Damien Jurado

Caught In The Trees

(Secretly Canadian; 2008)

By Dom Sinacola | 5 November 2008

Damien Jurado, need it be said, is the opposite of twee: intractably masculine, he often relies on febrile and gothic characters to relate the tale of some mid-town EveryMan. We’re mincing words here, but if Jurado has ever found cause to look inward (most notoriously in self-loathing; not through some simple schlub) then he’s distanced himself so much from that trajectory that his music, especially since Where Shall You Take Me? (2003), has grown stale, expected, and flattened. Not that twee, say, or similar brands of funny-named sissy rock have succeeded in an opposite manner, but where preciousness can often build a personal character arc in method alone, Jurado’s just existed as mostly a distended voice, farmer’s tan, and dour set of closed chords. Telling, then, that Caught In The Trees, Jurado’s ninth full-length—fourth for Secretly Canadian in what I like to call his “Crying At Dusk” years—is just that: a lot of twisting and wispy attempts to break free from something without seeing the forest for its tangled units.

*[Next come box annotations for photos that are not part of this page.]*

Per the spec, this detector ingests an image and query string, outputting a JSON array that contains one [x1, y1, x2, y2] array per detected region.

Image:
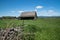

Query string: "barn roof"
[[20, 11, 37, 17]]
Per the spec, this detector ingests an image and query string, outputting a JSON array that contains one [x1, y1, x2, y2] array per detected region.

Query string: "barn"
[[19, 11, 37, 20]]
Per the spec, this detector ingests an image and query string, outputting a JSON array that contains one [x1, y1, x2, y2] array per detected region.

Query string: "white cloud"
[[10, 11, 15, 13], [38, 10, 59, 16], [36, 6, 43, 9]]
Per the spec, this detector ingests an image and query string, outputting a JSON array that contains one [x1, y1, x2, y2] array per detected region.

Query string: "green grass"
[[0, 18, 60, 40]]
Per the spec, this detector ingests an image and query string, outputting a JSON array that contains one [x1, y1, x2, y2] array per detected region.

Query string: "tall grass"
[[0, 18, 60, 40]]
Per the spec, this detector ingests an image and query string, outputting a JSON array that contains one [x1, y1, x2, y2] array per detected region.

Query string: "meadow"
[[0, 18, 60, 40]]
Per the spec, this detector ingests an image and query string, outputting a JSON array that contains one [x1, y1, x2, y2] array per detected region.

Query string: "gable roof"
[[20, 11, 37, 17]]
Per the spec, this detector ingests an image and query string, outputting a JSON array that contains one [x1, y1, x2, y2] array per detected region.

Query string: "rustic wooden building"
[[19, 11, 37, 20], [2, 16, 16, 19]]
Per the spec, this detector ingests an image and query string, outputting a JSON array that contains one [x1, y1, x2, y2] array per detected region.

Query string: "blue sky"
[[0, 0, 60, 16]]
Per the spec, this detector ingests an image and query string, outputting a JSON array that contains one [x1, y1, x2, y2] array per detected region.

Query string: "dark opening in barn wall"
[[21, 17, 34, 20]]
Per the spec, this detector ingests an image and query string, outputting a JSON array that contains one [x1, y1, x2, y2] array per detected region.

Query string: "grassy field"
[[0, 18, 60, 40]]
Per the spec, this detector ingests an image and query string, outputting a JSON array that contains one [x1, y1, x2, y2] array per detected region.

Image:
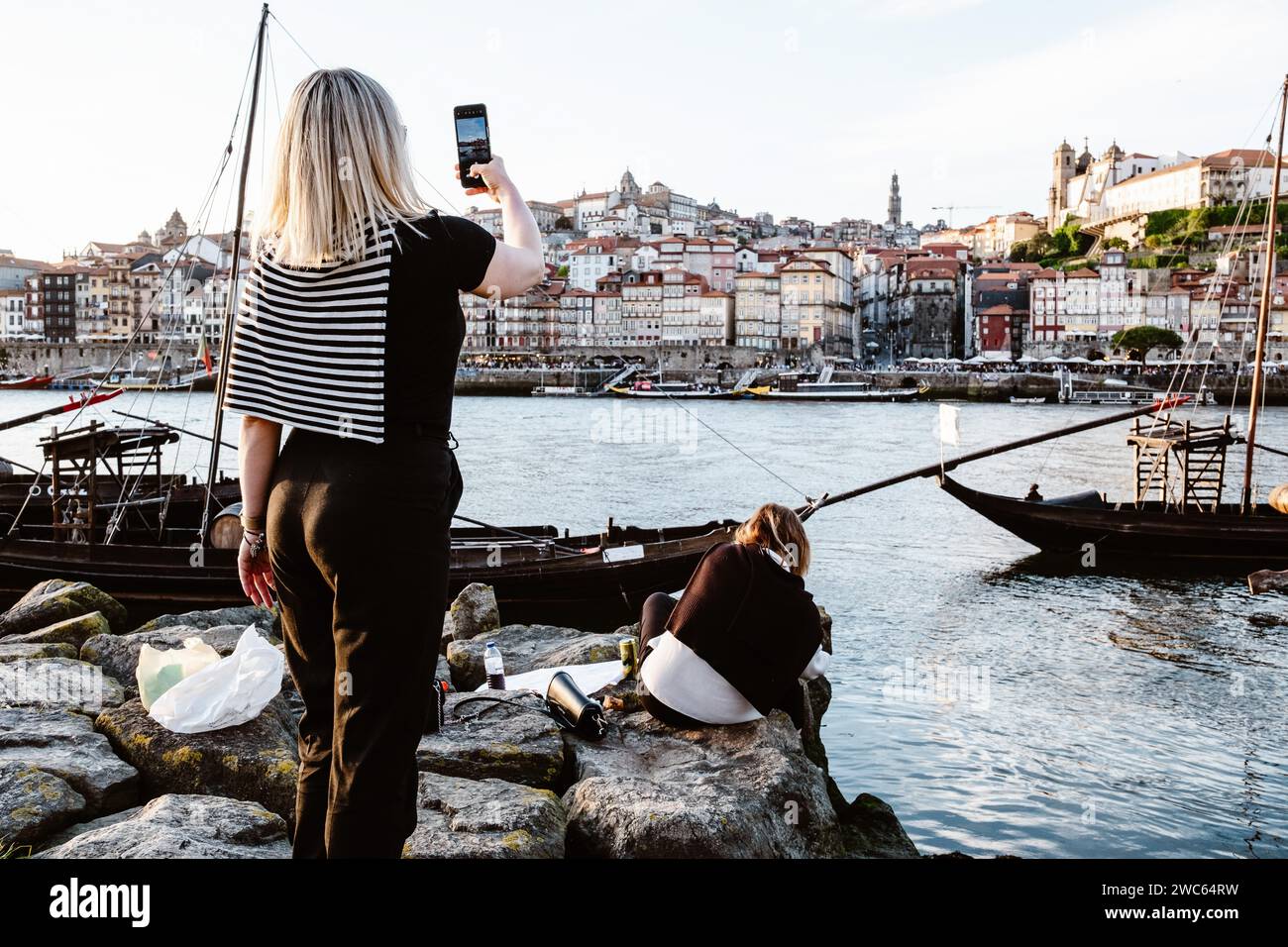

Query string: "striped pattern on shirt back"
[[224, 226, 393, 443]]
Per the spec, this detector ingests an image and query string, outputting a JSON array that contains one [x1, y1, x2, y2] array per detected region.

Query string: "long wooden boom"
[[796, 394, 1192, 520]]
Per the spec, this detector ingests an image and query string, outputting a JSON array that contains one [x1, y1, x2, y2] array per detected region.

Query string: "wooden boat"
[[0, 374, 54, 391], [939, 77, 1288, 566], [0, 421, 737, 630], [747, 374, 926, 401], [939, 474, 1288, 566], [0, 520, 737, 630], [608, 380, 744, 401]]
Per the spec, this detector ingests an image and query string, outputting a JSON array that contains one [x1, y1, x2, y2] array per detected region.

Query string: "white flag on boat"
[[939, 404, 962, 447]]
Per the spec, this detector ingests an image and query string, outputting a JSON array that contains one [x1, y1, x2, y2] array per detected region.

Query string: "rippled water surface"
[[0, 391, 1288, 857]]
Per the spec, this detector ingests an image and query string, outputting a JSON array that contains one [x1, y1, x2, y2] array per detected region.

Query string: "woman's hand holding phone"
[[456, 155, 512, 204]]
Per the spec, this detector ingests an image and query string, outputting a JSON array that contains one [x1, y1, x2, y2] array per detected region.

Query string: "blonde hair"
[[259, 68, 429, 266], [733, 502, 808, 576]]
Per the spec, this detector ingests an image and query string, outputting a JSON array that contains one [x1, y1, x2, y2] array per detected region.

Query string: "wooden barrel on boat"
[[1266, 483, 1288, 513], [210, 502, 242, 549]]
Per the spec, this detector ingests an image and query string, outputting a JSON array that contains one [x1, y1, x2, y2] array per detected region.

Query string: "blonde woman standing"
[[223, 69, 545, 858]]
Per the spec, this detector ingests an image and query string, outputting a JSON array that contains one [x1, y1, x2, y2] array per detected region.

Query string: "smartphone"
[[452, 104, 492, 188]]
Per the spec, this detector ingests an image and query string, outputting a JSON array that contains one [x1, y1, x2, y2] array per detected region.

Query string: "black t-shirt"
[[385, 214, 496, 436]]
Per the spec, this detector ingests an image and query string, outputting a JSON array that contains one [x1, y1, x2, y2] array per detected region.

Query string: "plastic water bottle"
[[483, 642, 505, 690]]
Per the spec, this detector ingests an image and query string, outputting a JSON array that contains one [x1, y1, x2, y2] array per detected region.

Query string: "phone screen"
[[456, 106, 492, 188]]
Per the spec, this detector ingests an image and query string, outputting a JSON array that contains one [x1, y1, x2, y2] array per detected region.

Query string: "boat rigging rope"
[[658, 388, 812, 502], [5, 31, 258, 536]]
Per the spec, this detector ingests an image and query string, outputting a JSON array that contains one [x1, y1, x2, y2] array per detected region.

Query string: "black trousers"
[[267, 429, 463, 858]]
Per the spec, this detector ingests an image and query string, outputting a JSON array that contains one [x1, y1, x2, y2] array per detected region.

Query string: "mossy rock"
[[0, 760, 85, 850], [3, 612, 112, 657], [94, 695, 299, 821], [0, 579, 126, 638], [416, 690, 564, 789], [403, 773, 567, 858], [0, 640, 77, 663]]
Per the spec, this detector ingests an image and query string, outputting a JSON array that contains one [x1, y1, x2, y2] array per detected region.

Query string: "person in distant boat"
[[638, 504, 832, 728], [222, 68, 545, 858]]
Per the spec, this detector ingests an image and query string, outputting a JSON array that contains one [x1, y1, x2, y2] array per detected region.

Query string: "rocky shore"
[[0, 579, 917, 858]]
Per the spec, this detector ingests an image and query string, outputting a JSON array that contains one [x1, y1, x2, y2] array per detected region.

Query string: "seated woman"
[[639, 504, 832, 729]]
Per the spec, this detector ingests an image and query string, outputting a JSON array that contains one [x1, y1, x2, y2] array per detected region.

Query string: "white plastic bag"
[[150, 625, 286, 733], [134, 638, 219, 710]]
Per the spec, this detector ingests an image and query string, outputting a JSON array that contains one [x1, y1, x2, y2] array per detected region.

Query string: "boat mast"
[[200, 4, 268, 544], [1240, 76, 1288, 513]]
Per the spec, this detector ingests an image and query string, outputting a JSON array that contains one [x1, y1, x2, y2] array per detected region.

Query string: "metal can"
[[617, 638, 639, 679], [425, 678, 448, 733]]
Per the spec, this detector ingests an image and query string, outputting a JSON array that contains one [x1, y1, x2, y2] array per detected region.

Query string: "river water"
[[0, 391, 1288, 857]]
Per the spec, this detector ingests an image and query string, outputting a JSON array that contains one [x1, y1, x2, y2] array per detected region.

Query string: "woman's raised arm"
[[456, 155, 546, 299]]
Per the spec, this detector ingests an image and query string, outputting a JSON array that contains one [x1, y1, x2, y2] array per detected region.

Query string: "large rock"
[[4, 612, 112, 648], [403, 773, 567, 858], [0, 657, 125, 714], [80, 625, 254, 686], [134, 604, 280, 638], [416, 690, 564, 789], [841, 792, 919, 858], [0, 579, 126, 638], [447, 625, 621, 690], [94, 694, 299, 819], [38, 805, 143, 849], [0, 642, 78, 661], [35, 795, 291, 858], [0, 760, 85, 854], [443, 582, 501, 647], [0, 707, 139, 815], [563, 711, 845, 858]]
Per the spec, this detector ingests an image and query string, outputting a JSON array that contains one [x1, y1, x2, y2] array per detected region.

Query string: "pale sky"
[[0, 0, 1288, 261]]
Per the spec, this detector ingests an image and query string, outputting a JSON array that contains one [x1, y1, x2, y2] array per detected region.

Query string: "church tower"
[[1047, 139, 1076, 233], [617, 167, 641, 204], [886, 171, 903, 227]]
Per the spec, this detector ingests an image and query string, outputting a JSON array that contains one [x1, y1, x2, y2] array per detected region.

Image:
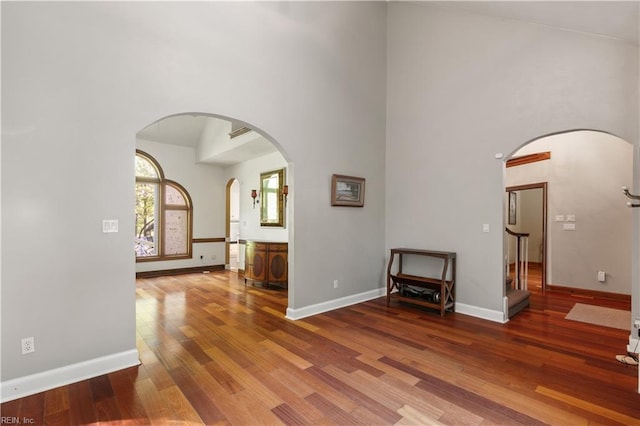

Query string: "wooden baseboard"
[[136, 265, 224, 278], [546, 284, 631, 302]]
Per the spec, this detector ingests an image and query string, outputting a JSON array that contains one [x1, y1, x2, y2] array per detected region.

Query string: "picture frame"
[[509, 191, 518, 225], [331, 174, 365, 207]]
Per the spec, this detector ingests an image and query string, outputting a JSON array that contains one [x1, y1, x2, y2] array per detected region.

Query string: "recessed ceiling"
[[136, 114, 277, 166], [137, 1, 640, 165]]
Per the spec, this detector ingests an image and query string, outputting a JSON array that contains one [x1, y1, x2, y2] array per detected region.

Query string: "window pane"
[[135, 183, 159, 257], [164, 210, 189, 256], [136, 155, 158, 178], [164, 185, 187, 206]]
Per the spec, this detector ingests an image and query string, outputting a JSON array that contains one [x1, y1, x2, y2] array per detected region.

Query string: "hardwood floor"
[[1, 272, 640, 425]]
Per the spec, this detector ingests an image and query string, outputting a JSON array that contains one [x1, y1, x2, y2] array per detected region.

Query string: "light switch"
[[102, 219, 118, 234]]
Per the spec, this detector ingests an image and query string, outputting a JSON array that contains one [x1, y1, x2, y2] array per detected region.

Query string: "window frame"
[[136, 149, 193, 263]]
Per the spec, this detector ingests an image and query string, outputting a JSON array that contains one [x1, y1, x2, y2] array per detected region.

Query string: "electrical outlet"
[[22, 337, 36, 355]]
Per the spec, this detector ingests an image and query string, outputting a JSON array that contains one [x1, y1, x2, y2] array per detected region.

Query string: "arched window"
[[135, 150, 193, 261]]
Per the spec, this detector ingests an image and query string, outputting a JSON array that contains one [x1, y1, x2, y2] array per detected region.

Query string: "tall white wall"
[[1, 2, 386, 398], [506, 131, 633, 294], [386, 2, 638, 320], [136, 139, 226, 272]]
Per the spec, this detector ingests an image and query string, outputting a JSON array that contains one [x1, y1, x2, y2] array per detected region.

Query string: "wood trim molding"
[[136, 265, 224, 278], [193, 237, 226, 244], [546, 284, 631, 302], [507, 151, 551, 167]]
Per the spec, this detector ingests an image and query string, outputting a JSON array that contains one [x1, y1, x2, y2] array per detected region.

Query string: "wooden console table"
[[387, 248, 456, 316], [244, 241, 289, 288]]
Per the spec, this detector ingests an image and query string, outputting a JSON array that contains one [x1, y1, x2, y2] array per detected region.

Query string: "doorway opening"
[[504, 130, 633, 306], [225, 179, 240, 273], [506, 182, 547, 292]]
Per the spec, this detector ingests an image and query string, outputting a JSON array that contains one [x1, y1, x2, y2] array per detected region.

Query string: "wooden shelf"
[[387, 249, 456, 316]]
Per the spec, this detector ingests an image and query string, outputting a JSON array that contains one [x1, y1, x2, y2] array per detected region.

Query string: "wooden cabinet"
[[244, 241, 289, 288], [387, 248, 456, 316]]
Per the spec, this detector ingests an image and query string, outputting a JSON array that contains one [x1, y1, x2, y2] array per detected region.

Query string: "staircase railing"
[[505, 228, 529, 290]]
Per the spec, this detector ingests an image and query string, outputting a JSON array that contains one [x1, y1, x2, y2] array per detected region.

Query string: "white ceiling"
[[137, 0, 640, 165], [429, 0, 640, 44], [136, 114, 277, 166]]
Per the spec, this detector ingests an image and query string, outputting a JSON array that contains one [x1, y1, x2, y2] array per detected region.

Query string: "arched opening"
[[136, 113, 292, 312], [504, 130, 634, 322]]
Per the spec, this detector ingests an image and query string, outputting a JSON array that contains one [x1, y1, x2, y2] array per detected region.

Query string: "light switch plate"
[[102, 219, 118, 234]]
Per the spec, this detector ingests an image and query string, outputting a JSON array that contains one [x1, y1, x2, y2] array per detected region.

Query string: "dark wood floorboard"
[[1, 272, 640, 426]]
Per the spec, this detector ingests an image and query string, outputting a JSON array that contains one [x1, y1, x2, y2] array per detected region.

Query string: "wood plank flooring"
[[1, 272, 640, 425]]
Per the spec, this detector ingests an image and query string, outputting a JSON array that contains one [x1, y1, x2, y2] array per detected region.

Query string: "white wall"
[[386, 2, 638, 321], [1, 2, 386, 398], [506, 131, 633, 294], [136, 139, 226, 272]]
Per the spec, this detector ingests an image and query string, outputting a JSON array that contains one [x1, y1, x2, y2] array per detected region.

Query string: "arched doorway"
[[136, 113, 293, 312], [505, 130, 633, 310], [225, 178, 240, 272]]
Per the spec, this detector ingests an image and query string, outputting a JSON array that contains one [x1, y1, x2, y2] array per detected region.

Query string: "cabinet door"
[[245, 242, 267, 281], [269, 251, 288, 283]]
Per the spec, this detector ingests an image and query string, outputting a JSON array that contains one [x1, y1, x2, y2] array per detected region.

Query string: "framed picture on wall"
[[509, 191, 518, 225], [331, 175, 364, 207]]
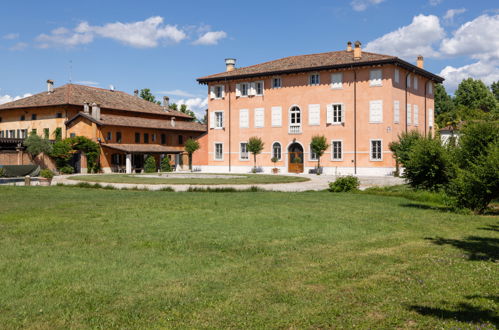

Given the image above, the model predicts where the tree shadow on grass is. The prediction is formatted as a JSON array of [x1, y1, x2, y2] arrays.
[[408, 296, 499, 327], [425, 236, 499, 262]]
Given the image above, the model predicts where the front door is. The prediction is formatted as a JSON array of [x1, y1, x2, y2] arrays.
[[288, 143, 303, 173]]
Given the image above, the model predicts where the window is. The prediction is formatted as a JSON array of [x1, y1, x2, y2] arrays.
[[331, 140, 343, 160], [369, 69, 383, 86], [413, 104, 419, 126], [308, 73, 321, 86], [289, 106, 301, 134], [369, 100, 383, 123], [393, 101, 400, 124], [272, 142, 281, 160], [371, 140, 383, 161], [272, 107, 282, 127], [255, 108, 265, 128], [310, 145, 319, 160], [272, 77, 282, 88], [239, 142, 249, 160], [255, 81, 263, 96], [239, 109, 249, 128], [308, 104, 321, 126], [215, 143, 224, 160], [331, 73, 343, 89]]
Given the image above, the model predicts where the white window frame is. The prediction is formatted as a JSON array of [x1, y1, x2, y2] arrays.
[[213, 142, 224, 161], [308, 72, 321, 86], [331, 140, 343, 162], [369, 139, 383, 162], [369, 69, 383, 87], [270, 141, 282, 161], [239, 141, 250, 161], [331, 72, 343, 89]]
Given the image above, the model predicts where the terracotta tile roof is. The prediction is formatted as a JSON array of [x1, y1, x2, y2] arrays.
[[197, 50, 443, 83], [101, 143, 182, 153], [66, 112, 207, 132], [0, 84, 190, 118]]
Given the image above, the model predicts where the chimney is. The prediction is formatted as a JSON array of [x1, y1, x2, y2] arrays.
[[92, 102, 100, 120], [353, 40, 362, 60], [225, 58, 236, 72], [347, 41, 352, 52], [416, 55, 424, 69], [47, 79, 54, 94]]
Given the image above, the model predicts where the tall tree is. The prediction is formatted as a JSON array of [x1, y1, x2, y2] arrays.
[[140, 88, 161, 104]]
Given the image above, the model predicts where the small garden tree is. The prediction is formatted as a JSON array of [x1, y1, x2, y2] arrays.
[[144, 155, 157, 173], [310, 135, 329, 175], [185, 139, 200, 171], [248, 136, 264, 173]]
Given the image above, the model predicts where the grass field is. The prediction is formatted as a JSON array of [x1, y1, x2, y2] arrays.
[[0, 187, 499, 329], [66, 173, 309, 185]]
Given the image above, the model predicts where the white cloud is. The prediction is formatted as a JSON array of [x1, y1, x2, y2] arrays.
[[444, 8, 466, 24], [366, 15, 445, 60], [2, 33, 19, 40], [350, 0, 385, 11], [0, 93, 32, 104], [193, 31, 227, 45], [156, 89, 200, 97], [440, 61, 499, 93], [440, 15, 499, 61]]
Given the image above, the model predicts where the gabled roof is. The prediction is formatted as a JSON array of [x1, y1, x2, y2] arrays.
[[0, 84, 191, 118], [197, 50, 444, 84]]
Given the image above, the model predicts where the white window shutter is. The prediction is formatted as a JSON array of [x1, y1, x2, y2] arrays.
[[272, 107, 282, 127], [210, 112, 215, 128], [326, 104, 333, 124]]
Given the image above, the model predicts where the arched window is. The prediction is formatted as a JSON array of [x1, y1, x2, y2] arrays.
[[272, 142, 281, 160], [289, 106, 301, 133]]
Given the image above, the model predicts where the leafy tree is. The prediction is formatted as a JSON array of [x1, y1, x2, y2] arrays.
[[248, 136, 264, 172], [310, 135, 329, 175], [454, 78, 497, 112], [144, 155, 157, 173], [24, 132, 52, 160], [184, 139, 200, 171], [403, 138, 450, 191], [140, 88, 161, 104]]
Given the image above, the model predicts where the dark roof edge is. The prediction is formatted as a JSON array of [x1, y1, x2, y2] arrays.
[[196, 57, 444, 84]]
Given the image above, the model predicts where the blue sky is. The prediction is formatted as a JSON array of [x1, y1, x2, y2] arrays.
[[0, 0, 499, 116]]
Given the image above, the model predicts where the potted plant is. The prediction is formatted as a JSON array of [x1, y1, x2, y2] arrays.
[[270, 156, 279, 174], [40, 168, 54, 186]]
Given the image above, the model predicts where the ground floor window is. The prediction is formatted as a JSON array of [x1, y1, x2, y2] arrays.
[[272, 142, 281, 160], [240, 142, 249, 160], [371, 140, 383, 160], [215, 143, 224, 160]]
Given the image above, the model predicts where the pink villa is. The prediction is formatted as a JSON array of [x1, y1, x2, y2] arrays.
[[195, 41, 443, 176]]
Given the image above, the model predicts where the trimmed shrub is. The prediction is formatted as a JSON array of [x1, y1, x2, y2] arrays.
[[144, 156, 157, 173], [329, 175, 360, 192]]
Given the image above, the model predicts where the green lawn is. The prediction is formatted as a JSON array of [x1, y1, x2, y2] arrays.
[[0, 187, 499, 329], [70, 173, 310, 185]]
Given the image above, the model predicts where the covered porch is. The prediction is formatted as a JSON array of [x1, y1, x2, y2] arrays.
[[101, 143, 184, 173]]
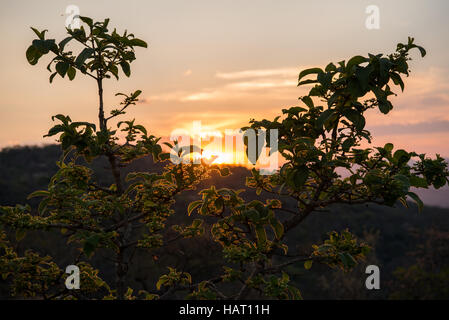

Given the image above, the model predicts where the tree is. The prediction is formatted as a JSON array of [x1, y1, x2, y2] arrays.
[[179, 38, 449, 299], [0, 17, 226, 299], [0, 17, 449, 299]]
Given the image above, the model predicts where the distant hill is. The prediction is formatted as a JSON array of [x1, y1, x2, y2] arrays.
[[0, 145, 449, 299]]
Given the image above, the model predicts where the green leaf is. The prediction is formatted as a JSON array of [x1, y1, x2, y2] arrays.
[[298, 68, 323, 85], [301, 96, 314, 109], [30, 27, 48, 40], [56, 61, 70, 78], [293, 166, 309, 189], [16, 229, 27, 241], [58, 37, 73, 51], [80, 16, 94, 28], [67, 66, 76, 81], [129, 38, 148, 48], [256, 225, 267, 246], [270, 218, 284, 239], [346, 56, 368, 72], [410, 175, 428, 188], [50, 72, 58, 83], [187, 200, 202, 216], [26, 45, 42, 65], [407, 192, 424, 212], [75, 48, 94, 68]]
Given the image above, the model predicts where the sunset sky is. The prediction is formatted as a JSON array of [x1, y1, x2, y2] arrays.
[[0, 0, 449, 157]]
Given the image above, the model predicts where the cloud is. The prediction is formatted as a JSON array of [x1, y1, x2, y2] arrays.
[[370, 120, 449, 136], [150, 68, 300, 102], [215, 68, 300, 80]]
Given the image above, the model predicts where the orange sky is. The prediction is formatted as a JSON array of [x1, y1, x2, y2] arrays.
[[0, 0, 449, 156]]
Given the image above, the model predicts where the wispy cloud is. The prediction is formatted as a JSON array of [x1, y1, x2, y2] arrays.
[[150, 68, 300, 102], [215, 68, 300, 80]]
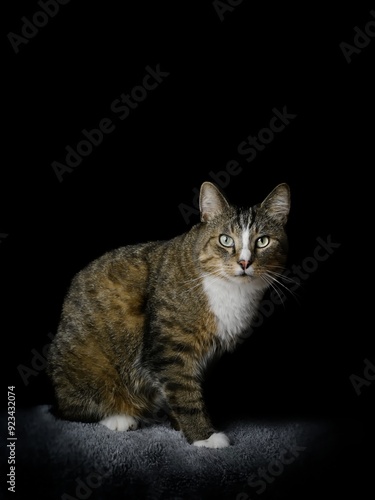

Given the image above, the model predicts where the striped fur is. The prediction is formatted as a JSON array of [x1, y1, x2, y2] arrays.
[[48, 182, 290, 446]]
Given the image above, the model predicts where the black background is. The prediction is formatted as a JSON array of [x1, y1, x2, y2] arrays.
[[0, 0, 375, 432]]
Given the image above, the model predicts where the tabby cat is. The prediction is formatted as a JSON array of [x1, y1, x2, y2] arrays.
[[48, 182, 290, 448]]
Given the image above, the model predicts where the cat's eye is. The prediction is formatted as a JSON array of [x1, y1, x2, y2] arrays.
[[255, 236, 270, 248], [219, 234, 234, 247]]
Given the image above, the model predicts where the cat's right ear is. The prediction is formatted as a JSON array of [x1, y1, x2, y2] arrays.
[[199, 182, 229, 222]]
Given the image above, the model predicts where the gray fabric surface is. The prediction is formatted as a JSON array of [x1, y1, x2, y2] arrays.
[[2, 405, 356, 500]]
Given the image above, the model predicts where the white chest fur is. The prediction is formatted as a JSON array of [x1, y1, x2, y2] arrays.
[[203, 277, 265, 347]]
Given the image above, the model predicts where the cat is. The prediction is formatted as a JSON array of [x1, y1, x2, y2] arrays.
[[47, 182, 290, 448]]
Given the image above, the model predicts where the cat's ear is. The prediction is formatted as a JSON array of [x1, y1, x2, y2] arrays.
[[261, 183, 290, 224], [199, 182, 229, 222]]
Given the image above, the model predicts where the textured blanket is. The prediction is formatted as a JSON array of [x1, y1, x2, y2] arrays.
[[2, 405, 370, 500]]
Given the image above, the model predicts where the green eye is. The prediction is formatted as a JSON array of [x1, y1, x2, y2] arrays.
[[255, 236, 270, 248], [219, 234, 234, 247]]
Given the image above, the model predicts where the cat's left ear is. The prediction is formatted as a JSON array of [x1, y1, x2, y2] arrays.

More telling is how the album has its best song in Jenna Conrad’s “Best Dress,” a brooding excuse for electric fuzz and stoic toms. Conrad, a recent but permanent addition to Damien Jurado the, ahem, band, usurps the man Jurado’s normally grimy, plaintive tenor by yelling right back; “put your best dress on” may be an uncreatively Springsteen-ian solution to deep relationship woes, the kind reflected and fed by a sepia, Midwestern landscape, but the simple notion that Conrad’s controlling Jurado’s commanding presence—she sings through Jurado’s chorus instead of with it and with him—is an exciting one. A Damien Jurado album isn’t an energizing or even very optimistic affair but at least, for once, it’s not only his macho id doing all the dooming. The man isn’t carelessly going through the motions of being man and musician; until now he’s just never had a force to butt up against, to unfold him from himself and lay out the pieces to pick over individually.

Which makes for the best thing he’s done since the magnificent Take Me. Caught In The Trees covers familiar ground, simultaneously bare and flourished, effortless and meticulous, but where Jurado’s lyrics have grown more abstract, still loaded with death, exhaustion, and horse metaphors but, in rarefied form, not really tied to any specific situation or memory, he’s correspondingly spread out his tools—both “Caskets” and “Gillian Was a Horse” would never find their gruff rush without electric guitar solos or lush, Silver Jews-lite honky-tonk bounce. “Sheets,” in fact, shares its chord progression with almost any vague recollection a fan may have of the 2003 album, but it sounds new, refreshed, even antsy despite its measured harmonies and predictable build. “Trials,” too, replete with Conrad’s foggy end-moans (admittedly, she’s got a lilt fit for infatuation), is a soft but bumpy number absolutely glowing with the vocal performances of its band. Confidence, something Jurado’s never had a dearth of, rules this release, hard. To a limited extent that’s the most we could have hoped for from a frustratingly demure artist.

The rest, sadly, is now-typical filler. Especially “Sorry Is For You,” a simple interlude that presages the wimpy same-ole same-ole left tailing a, let’s say, EP’s worth of more adventurous cuts. Rest assured, Damien Jurado is almost onto something; he’s got notions of the songs best left behind, the tortured image best left to stagnate in the archaic ruins of his already bloated canon. If only he could admit that his Nebraska is dead and done, brush the leafy detritus out of his hair, and tramp forward content to abdicate representation of his sad-sack brothers.